Last Updated on December 11, 2023 by Editorial Team

Author(s): Okoh Anita

Originally published on Towards AI.

Image by Author

Introduction

I have spent a considerable amount of years in the identity resolution field, trying to identify duplicate customer accounts and associating them into groups.

In my experience, there are two types of B2C new customers:

  1. A True new customer: A customer with no existing account in the company database.

2. A False new customer: A customer that has one or more existing accounts in the company’s database

One common issue most large B2C companies face is customer account duplication, i.e., customers opening multiple accounts in a company. Depending on the company’s new customer incentives, customers with multiple accounts could potentially utilize the incentive more than once.
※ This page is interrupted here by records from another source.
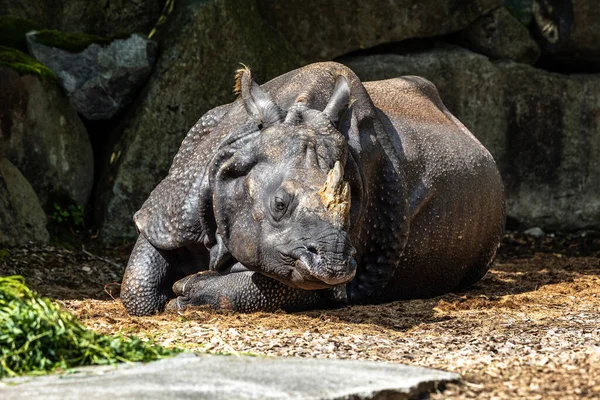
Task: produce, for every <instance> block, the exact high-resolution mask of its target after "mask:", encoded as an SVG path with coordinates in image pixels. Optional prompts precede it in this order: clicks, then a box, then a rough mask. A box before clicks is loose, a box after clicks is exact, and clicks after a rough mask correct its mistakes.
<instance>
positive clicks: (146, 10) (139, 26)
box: [0, 0, 165, 36]
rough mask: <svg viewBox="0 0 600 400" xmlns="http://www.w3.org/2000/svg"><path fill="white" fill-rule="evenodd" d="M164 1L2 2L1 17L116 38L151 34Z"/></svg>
mask: <svg viewBox="0 0 600 400" xmlns="http://www.w3.org/2000/svg"><path fill="white" fill-rule="evenodd" d="M164 3H165V2H164V0H91V1H90V0H36V1H32V0H0V15H3V14H7V15H12V16H15V17H19V18H24V19H27V20H30V21H33V22H34V23H35V24H36V25H38V26H41V27H44V28H46V29H58V30H61V31H65V32H85V33H89V34H94V35H101V36H113V35H120V34H128V33H133V32H143V33H146V34H148V33H149V32H150V29H152V26H154V24H155V23H156V21H157V20H158V17H159V16H160V13H161V10H162V8H163V6H164Z"/></svg>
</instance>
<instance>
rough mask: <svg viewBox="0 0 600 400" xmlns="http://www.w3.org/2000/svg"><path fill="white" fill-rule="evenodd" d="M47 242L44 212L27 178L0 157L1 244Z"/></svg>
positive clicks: (45, 223)
mask: <svg viewBox="0 0 600 400" xmlns="http://www.w3.org/2000/svg"><path fill="white" fill-rule="evenodd" d="M28 242H37V243H46V242H48V231H47V230H46V214H44V211H43V210H42V207H41V206H40V202H39V200H38V198H37V196H36V194H35V192H34V191H33V189H32V188H31V185H30V184H29V182H27V179H25V177H24V176H23V175H22V174H21V172H19V170H18V169H17V168H16V167H15V166H14V165H12V164H11V162H10V161H8V160H7V159H6V158H3V157H0V246H19V245H23V244H27V243H28Z"/></svg>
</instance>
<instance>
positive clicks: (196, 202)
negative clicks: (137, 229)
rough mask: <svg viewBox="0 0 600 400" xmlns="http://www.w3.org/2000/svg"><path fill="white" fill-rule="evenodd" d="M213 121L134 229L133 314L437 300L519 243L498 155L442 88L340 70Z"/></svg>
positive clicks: (485, 271) (302, 83)
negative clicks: (506, 221) (455, 112)
mask: <svg viewBox="0 0 600 400" xmlns="http://www.w3.org/2000/svg"><path fill="white" fill-rule="evenodd" d="M235 87H236V91H237V93H238V94H239V96H238V99H237V100H235V101H234V102H233V103H230V104H227V105H223V106H220V107H217V108H214V109H212V110H210V111H209V112H207V113H206V114H205V115H204V116H203V117H202V118H201V119H200V120H199V121H198V122H197V123H196V125H194V127H193V128H192V129H191V130H190V131H189V133H188V134H187V136H186V137H185V139H184V141H183V143H182V144H181V147H180V149H179V151H178V153H177V154H176V156H175V158H174V160H173V164H172V166H171V168H170V170H169V173H168V176H167V177H166V178H165V179H164V180H163V181H162V182H161V183H160V184H158V186H157V187H156V188H155V189H154V190H153V191H152V193H151V194H150V196H149V197H148V199H147V200H146V202H145V203H144V204H143V206H142V208H141V209H140V210H139V211H138V212H137V213H135V215H134V221H135V224H136V226H137V229H138V231H139V237H138V239H137V242H136V244H135V247H134V249H133V251H132V254H131V257H130V259H129V263H128V265H127V268H126V271H125V275H124V278H123V285H122V292H121V299H122V302H123V304H124V305H125V308H126V309H127V311H128V312H129V313H130V314H132V315H147V314H152V313H156V312H160V311H162V310H163V309H164V308H165V306H166V307H167V308H170V309H178V308H184V307H186V306H188V305H201V304H207V305H210V306H212V307H216V308H224V309H233V310H238V311H241V312H250V311H259V310H261V311H270V310H276V309H283V310H289V311H295V310H305V309H311V308H317V307H319V308H321V307H332V306H335V305H340V304H362V303H381V302H389V301H394V300H400V299H410V298H426V297H432V296H436V295H439V294H442V293H445V292H449V291H453V290H458V289H462V288H466V287H468V286H469V285H471V284H473V283H474V282H477V281H478V280H479V279H481V278H482V277H483V275H484V274H485V273H486V271H487V270H488V268H489V266H490V264H491V262H492V260H493V258H494V256H495V253H496V250H497V248H498V245H499V242H500V239H501V236H502V234H503V231H504V222H505V205H504V193H503V185H502V180H501V177H500V175H499V173H498V169H497V167H496V164H495V162H494V160H493V158H492V156H491V155H490V153H489V152H488V151H487V150H486V149H485V148H484V147H483V145H482V144H481V143H480V142H479V141H478V140H477V139H476V138H475V136H473V135H472V134H471V133H470V132H469V131H468V130H467V128H465V126H464V125H463V124H462V123H460V122H459V121H458V120H457V119H456V118H455V117H454V116H453V115H452V114H451V113H450V112H449V111H448V110H447V109H446V107H445V106H444V104H443V103H442V101H441V100H440V97H439V94H438V92H437V90H436V88H435V86H434V85H433V84H432V83H431V82H429V81H427V80H426V79H424V78H421V77H417V76H405V77H400V78H395V79H390V80H384V81H377V82H364V83H363V82H361V81H360V80H359V78H358V77H357V76H356V75H355V74H354V73H353V72H352V71H351V70H350V69H349V68H347V67H345V66H344V65H341V64H338V63H334V62H325V63H316V64H311V65H308V66H305V67H303V68H300V69H297V70H294V71H291V72H288V73H286V74H284V75H281V76H279V77H277V78H275V79H273V80H271V81H269V82H267V83H265V84H263V85H262V86H261V85H258V84H257V83H256V82H255V81H254V80H253V78H252V74H251V71H250V70H249V69H248V68H243V69H241V70H240V71H238V74H237V76H236V85H235Z"/></svg>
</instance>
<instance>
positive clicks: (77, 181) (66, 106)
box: [0, 68, 94, 210]
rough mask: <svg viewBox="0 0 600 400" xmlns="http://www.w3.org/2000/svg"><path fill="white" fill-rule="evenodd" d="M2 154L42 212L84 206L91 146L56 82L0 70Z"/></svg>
mask: <svg viewBox="0 0 600 400" xmlns="http://www.w3.org/2000/svg"><path fill="white" fill-rule="evenodd" d="M0 98H3V99H5V100H6V99H10V100H9V101H6V103H4V104H3V105H2V110H1V114H0V124H1V128H0V146H1V147H2V148H3V150H2V153H3V154H4V156H5V157H6V158H8V159H9V160H10V161H11V162H12V163H13V164H14V165H15V166H16V167H17V168H19V170H20V171H21V173H22V174H23V175H24V176H25V178H27V180H28V181H29V182H30V183H31V186H32V187H33V189H34V190H35V192H36V193H37V196H38V197H39V199H40V202H41V204H42V206H43V207H44V209H46V210H49V209H51V208H52V206H53V203H54V202H55V201H66V202H74V203H77V204H79V205H81V206H85V205H86V204H87V202H88V199H89V196H90V193H91V191H92V186H93V183H94V182H93V181H94V160H93V155H92V147H91V145H90V141H89V138H88V135H87V132H86V130H85V127H84V126H83V124H82V122H81V120H80V119H79V117H78V116H77V113H76V112H75V110H73V108H72V107H71V105H70V104H69V101H68V100H67V97H66V96H65V94H64V93H63V92H62V90H61V88H60V87H59V86H58V84H57V83H56V82H55V81H54V80H52V79H44V78H42V77H39V76H35V75H30V74H26V75H23V76H19V74H17V73H16V72H14V71H13V70H11V69H8V68H0Z"/></svg>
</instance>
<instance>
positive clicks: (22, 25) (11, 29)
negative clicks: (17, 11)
mask: <svg viewBox="0 0 600 400" xmlns="http://www.w3.org/2000/svg"><path fill="white" fill-rule="evenodd" d="M36 29H38V27H37V25H36V24H35V23H33V22H31V21H29V20H27V19H22V18H16V17H12V16H10V15H2V16H0V45H2V46H8V47H14V48H15V49H19V50H23V51H27V41H26V40H25V34H26V33H27V32H29V31H33V30H36Z"/></svg>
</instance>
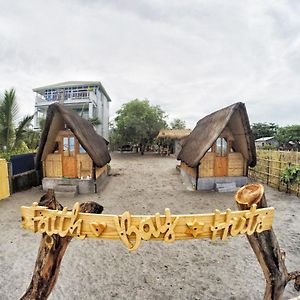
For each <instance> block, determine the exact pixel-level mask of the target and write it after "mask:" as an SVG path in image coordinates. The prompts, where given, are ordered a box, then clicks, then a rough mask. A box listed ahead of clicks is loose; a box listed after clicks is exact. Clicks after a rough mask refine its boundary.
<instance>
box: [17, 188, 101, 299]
mask: <svg viewBox="0 0 300 300" xmlns="http://www.w3.org/2000/svg"><path fill="white" fill-rule="evenodd" d="M39 205H41V206H47V207H48V208H50V209H58V210H62V209H63V206H62V205H61V204H60V203H59V202H58V201H57V200H56V199H55V195H54V191H53V190H48V192H47V194H45V195H44V196H43V197H42V198H41V200H40V202H39ZM102 211H103V207H102V206H101V205H100V204H98V203H96V202H86V203H82V204H81V205H80V212H85V213H95V214H101V213H102ZM71 240H72V237H68V236H66V237H60V236H59V235H58V234H53V235H52V236H49V235H47V234H46V233H43V236H42V239H41V243H40V248H39V251H38V255H37V259H36V263H35V268H34V271H33V275H32V279H31V282H30V285H29V287H28V289H27V291H26V293H25V294H24V295H23V296H22V298H21V300H33V299H34V300H37V299H47V298H48V296H49V295H50V293H51V291H52V289H53V288H54V285H55V283H56V280H57V277H58V274H59V268H60V263H61V260H62V258H63V255H64V253H65V251H66V249H67V247H68V245H69V243H70V241H71Z"/></svg>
If not tracked, it could lead to significant monetary losses over time as more false new customers increase.

Lately, I have been thinking about how LLMs could help identify and associate customers in real-time, i.e., deciding if a customer is eligible for new customer incentives as soon as they register.

This led to crafting a solution that can be summarized in two steps:

  • Using LLM to find semantic similarity between customer details in the database as soon as a customer registers. However, only a semantic search would not suffice as it can output false positive similarities, and these similarities may hurt the business's reputation, especially when an actual new customer is penalized unfairly.
  • Creating a simple re-ranking logic layer as a postprocessing task or a second layer of validation will help to narrow down true positive results.

Like always, my thought process typically ends up with me finding tools to help build simple MVP demos fast. And this time was not any different.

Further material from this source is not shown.